One of the foremost historians of ancient Greek and Roman philosophy, Richard Sorabji is the Founder and Director of the International Project on the Aristotle Commentators. With over 70 volumes published so far, these translations have made accessible the influential period of philosophy and science between Greek and Roman antiquity and the Islamic and Latin-speaking Middle Ages. He also founded the King’s College Centre for Philosophical Studies, one of the aims of which was to promote the study of philosophy to the wider public.
Professor Sorabji taught at Cornell and King’s College London and is Honorary Fellow of Wolfson College, Oxford. He was Director of the Institute of Classical Studies in London and Gresham Professor of Rhetoric. He is returning to NYU, having been the Antonina S. Ranieri Distinguished Visiting Scholar (2001-03).

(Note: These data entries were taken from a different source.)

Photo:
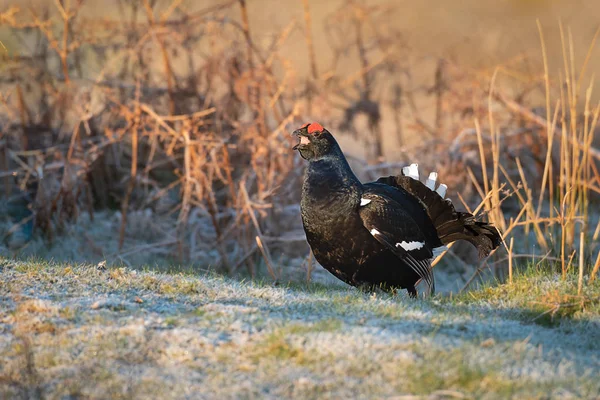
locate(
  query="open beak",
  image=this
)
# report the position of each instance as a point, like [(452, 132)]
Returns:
[(303, 140)]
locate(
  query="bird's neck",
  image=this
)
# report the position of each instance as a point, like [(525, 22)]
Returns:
[(331, 173)]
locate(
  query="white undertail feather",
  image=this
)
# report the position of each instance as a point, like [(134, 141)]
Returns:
[(431, 181), (438, 251), (412, 171), (408, 246), (441, 190)]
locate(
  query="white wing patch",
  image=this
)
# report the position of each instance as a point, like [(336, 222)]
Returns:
[(408, 246)]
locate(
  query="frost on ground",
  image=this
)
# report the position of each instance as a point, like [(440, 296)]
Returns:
[(77, 331)]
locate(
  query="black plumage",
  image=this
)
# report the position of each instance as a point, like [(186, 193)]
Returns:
[(382, 234)]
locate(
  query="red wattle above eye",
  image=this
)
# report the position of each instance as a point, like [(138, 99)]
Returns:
[(315, 127)]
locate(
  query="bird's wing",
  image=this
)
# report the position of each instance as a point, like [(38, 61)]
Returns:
[(393, 227)]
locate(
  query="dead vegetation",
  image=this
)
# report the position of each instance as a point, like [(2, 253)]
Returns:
[(183, 115)]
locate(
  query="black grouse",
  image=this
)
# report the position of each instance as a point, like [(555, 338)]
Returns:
[(382, 234)]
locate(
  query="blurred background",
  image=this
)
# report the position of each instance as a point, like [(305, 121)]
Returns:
[(156, 133)]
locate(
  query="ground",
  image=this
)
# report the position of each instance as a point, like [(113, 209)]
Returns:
[(81, 331)]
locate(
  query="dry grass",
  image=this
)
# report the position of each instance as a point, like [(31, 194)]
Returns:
[(180, 115)]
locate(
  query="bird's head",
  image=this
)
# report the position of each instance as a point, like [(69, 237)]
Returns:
[(314, 141)]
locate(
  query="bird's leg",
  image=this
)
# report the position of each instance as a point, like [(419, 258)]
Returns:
[(412, 292)]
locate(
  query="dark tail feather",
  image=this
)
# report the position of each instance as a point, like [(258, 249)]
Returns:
[(450, 224)]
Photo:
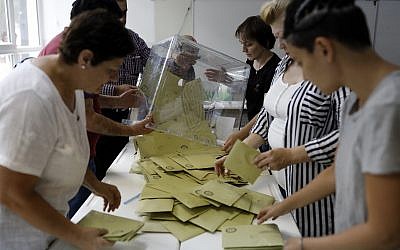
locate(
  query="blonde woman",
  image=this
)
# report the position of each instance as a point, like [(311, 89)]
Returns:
[(300, 125)]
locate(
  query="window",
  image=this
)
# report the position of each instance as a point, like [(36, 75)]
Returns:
[(19, 32)]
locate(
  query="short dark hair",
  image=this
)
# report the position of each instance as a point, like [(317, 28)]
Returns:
[(98, 31), (79, 6), (341, 20), (254, 28)]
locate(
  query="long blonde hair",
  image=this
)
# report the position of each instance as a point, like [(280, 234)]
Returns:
[(272, 10)]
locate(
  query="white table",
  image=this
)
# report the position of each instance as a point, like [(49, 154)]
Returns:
[(131, 184)]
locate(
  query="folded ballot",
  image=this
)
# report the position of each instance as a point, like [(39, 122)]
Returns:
[(254, 237), (119, 228), (240, 161)]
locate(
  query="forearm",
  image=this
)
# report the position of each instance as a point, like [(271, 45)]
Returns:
[(299, 155), (246, 129), (322, 150), (254, 140)]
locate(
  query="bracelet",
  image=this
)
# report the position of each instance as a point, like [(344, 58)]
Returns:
[(301, 244)]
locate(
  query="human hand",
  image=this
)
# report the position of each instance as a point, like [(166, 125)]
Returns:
[(219, 167), (92, 239), (120, 89), (216, 75), (294, 244), (141, 127), (131, 98), (271, 211), (232, 139), (110, 195), (274, 159), (185, 60)]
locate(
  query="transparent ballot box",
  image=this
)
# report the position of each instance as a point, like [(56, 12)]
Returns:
[(188, 89)]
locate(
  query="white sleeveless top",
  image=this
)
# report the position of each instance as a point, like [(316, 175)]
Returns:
[(276, 102)]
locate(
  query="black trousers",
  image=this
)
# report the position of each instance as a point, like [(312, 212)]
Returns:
[(108, 147)]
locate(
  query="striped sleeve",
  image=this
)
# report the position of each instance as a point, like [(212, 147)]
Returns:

Professor Sorabji’s books include three on the philosophy of the physical universe, Necessity, Cause and Blame (1980); Time, Creation and the Continuum (1983); and Matter, Space and Motion (1988) and four on philosophy of mind and ethics, Aristotle on Memory (1972), Animal Minds and Human Morals (1993), Emotion and Peace of Mind: From Stoic Agitation to Christian Temptation (2000), and Self: Ancient and Modern Insights about Individuality, Life and Death (2006). He has published a 3-volume Sourcebook, The Philosophy of the Commentators 200-600AD (2004) and co-edited The Ethics of War: Shared Problems in Different Traditions (2006) and Greek and Roman Philosophy 100 BC to 200 AD in two volumes (2007). Named Commander of the British Empire (C.B.E.) for his services to Ancient Philosophy, Professor Sorabji is an honorary foreign member of the American Academy of Arts and Sciences and a Fellow of the British Academy.